In [3]:
import pandas as pd
from sklearn.feature_extraction.text import TfidfVectorizer
from sklearn.metrics.pairwise import cosine_similarity

In [4]:
movies = {
    "Movie_ID": [1, 2, 3, 4, 5],
    "Title": [
        "Inception",
        "Interstellar",
        "The Dark Knight",
        "The Matrix",
        "The Prestige"
    ],
    "Description": [
        "A thief who enters the dreams of others to steal secrets.",
        "A team of astronauts travels through a wormhole in search of a new home for humanity.",
        "Batman faces the Joker, a criminal mastermind who causes chaos in Gotham.",
        "A hacker discovers the true nature of reality and fights against AI-controlled machines.",
        "Two magicians compete to create the best illusion, leading to deadly consequences."
    ]
}

In [5]:


# Convert to DataFrame
df = pd.DataFrame(movies)

# Step 1: Convert text descriptions into numerical format using TF-IDF
tfidf = TfidfVectorizer(stop_words='english')
tfidf_matrix = tfidf.fit_transform(df["Description"])

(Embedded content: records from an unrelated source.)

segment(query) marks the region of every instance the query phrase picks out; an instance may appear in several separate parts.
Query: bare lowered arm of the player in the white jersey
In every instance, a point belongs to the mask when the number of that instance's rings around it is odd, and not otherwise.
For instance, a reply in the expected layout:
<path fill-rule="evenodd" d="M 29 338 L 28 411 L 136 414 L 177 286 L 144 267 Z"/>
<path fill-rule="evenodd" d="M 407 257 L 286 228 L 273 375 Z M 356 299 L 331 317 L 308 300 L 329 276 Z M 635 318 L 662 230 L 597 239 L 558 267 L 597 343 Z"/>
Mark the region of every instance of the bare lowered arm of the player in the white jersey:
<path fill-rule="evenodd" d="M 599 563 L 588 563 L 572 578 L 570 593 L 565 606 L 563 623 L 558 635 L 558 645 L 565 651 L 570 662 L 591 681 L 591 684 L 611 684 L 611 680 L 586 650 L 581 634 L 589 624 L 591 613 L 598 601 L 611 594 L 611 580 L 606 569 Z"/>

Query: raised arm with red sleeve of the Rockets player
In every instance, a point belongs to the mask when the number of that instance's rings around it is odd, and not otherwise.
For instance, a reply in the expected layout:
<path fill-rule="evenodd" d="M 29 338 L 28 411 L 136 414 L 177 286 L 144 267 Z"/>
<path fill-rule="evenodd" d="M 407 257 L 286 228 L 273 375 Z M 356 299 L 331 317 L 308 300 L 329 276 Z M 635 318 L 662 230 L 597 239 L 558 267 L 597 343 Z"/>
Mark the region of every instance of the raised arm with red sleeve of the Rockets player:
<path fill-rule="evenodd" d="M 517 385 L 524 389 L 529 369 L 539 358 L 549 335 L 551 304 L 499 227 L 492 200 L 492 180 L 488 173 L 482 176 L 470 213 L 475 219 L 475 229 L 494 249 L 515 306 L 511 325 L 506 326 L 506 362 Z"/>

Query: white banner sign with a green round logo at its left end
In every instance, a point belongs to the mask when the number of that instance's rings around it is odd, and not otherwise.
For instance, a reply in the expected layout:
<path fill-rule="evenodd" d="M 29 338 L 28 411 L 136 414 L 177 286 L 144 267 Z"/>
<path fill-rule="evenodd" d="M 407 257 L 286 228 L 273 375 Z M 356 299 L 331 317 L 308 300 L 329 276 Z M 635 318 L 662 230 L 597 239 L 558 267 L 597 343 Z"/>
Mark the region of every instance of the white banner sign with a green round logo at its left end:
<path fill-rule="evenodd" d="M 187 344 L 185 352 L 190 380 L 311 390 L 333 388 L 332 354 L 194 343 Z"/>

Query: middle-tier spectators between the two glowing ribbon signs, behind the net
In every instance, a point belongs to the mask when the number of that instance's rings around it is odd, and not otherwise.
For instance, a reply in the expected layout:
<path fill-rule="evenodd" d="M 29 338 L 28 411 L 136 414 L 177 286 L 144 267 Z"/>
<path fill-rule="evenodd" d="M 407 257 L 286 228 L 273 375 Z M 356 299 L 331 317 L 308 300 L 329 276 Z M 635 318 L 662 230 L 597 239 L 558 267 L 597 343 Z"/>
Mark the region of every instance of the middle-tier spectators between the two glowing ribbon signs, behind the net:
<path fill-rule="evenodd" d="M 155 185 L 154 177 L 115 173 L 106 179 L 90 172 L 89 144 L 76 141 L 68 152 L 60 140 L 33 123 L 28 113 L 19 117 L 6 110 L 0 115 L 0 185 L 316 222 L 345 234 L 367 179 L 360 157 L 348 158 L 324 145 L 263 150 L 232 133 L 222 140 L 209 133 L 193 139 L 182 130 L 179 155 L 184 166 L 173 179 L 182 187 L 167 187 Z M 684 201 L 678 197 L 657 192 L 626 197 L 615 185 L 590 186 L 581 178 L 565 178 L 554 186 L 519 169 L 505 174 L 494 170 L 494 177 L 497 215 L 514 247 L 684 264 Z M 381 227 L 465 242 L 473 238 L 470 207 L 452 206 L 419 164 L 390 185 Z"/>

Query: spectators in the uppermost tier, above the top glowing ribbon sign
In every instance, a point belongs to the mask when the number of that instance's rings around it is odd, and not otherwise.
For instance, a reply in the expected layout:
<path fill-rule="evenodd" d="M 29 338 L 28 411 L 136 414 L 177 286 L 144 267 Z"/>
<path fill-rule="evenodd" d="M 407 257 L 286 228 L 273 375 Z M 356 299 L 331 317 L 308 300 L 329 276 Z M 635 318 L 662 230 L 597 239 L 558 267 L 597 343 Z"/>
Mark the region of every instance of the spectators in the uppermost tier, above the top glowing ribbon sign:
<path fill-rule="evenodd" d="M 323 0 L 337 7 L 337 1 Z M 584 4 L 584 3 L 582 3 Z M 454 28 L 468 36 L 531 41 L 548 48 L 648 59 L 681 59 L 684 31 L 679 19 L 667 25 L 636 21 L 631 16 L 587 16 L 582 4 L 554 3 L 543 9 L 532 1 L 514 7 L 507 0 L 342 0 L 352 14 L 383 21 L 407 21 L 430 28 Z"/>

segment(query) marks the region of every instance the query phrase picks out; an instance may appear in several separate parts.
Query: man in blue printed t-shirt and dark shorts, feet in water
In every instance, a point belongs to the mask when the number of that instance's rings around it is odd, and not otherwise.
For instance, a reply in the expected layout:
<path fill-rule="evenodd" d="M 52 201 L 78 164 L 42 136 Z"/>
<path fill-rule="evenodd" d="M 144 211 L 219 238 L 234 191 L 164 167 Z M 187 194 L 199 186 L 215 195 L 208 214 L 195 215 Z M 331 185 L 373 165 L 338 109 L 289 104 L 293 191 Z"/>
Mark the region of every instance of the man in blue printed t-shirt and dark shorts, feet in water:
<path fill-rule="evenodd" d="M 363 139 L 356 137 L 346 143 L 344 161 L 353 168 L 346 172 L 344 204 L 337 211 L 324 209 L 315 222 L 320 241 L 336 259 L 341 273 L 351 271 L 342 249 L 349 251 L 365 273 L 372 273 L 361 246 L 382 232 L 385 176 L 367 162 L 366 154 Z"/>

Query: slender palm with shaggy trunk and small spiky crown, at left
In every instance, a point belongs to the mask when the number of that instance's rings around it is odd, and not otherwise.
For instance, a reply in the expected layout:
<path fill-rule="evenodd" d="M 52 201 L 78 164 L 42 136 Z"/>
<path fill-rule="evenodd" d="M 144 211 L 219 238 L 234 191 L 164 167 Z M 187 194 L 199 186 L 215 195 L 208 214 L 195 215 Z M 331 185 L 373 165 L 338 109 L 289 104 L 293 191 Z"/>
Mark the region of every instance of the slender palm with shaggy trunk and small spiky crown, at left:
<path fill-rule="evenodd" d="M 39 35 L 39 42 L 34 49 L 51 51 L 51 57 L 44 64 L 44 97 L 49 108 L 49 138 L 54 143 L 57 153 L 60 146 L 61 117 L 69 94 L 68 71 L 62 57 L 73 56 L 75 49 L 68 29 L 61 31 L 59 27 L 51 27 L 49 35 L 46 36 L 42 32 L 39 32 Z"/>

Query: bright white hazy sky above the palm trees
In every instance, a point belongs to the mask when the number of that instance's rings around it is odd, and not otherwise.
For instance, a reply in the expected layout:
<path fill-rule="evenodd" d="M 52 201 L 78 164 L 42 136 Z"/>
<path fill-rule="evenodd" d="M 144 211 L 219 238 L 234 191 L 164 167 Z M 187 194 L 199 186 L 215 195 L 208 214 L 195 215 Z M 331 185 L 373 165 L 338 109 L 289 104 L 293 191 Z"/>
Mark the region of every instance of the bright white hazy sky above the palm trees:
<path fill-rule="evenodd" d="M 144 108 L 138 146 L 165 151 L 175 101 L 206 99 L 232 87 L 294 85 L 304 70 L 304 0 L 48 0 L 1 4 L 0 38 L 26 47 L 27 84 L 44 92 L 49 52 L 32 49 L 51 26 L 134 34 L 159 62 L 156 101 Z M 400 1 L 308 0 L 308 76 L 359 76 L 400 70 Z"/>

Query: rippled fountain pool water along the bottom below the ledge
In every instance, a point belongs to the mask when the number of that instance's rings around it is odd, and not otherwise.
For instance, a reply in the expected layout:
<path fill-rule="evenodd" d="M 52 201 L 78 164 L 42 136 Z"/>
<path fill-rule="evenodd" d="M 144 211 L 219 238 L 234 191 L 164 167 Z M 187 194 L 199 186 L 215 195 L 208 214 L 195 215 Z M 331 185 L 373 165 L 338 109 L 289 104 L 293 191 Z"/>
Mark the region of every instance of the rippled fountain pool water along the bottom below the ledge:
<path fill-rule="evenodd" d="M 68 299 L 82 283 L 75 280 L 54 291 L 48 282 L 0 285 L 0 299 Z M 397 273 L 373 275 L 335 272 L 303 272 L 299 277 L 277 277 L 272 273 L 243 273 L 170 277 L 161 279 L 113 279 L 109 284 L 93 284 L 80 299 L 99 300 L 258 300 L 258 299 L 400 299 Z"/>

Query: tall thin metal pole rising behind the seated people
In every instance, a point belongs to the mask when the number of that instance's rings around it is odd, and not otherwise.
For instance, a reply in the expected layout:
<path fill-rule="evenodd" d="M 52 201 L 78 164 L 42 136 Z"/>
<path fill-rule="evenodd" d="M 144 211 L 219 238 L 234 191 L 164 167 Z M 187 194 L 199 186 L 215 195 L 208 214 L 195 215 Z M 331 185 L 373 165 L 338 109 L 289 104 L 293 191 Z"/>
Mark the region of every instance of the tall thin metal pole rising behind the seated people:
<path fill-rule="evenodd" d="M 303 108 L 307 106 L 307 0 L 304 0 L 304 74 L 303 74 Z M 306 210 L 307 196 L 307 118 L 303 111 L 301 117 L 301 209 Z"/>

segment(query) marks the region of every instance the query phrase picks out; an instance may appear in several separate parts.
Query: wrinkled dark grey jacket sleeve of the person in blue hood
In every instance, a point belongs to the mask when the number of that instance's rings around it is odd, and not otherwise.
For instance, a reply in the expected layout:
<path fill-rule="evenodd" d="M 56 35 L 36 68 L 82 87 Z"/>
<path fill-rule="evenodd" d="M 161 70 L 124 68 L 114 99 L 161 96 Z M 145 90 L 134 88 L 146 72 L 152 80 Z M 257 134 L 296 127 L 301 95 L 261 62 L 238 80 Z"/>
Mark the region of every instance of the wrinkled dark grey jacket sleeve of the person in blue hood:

# Step 2: Compute cosine similarity
cosine_sim = cosine_similarity(tfidf_matrix, tfidf_matrix)

In [6]:
def recommend_movies(title, df, cosine_sim):
    # Get index of the given movie title
    idx = df[df["Title"] == title].index[0]

    # Get similarity scores for all movies
    sim_scores = list(enumerate(cosine_sim[idx]))

    # Sort movies based on similarity score
    sim_scores = sorted(sim_scores, key=lambda x: x[1], reverse=True)

    # Get top 3 similar movies (excluding the given movie itself)
    sim_scores = sim_scores[1:4]

    # Get movie indices
    movie_indices = [i[0] for i in sim_scores]

    # Return recommended movie titles
    return df["Title"].iloc[movie_indices]

# Example usage:
movie_title = "Inception"
recommended_movies = recommend_movies(movie_title, df, cosine_sim)

# Print recommendations
print(f"Movies similar to '{movie_title}':\n", recommended_movies)

Movies similar to 'Inception':
 1       Interstellar
2    The Dark Knight
3         The Matrix
Name: Title, dtype: object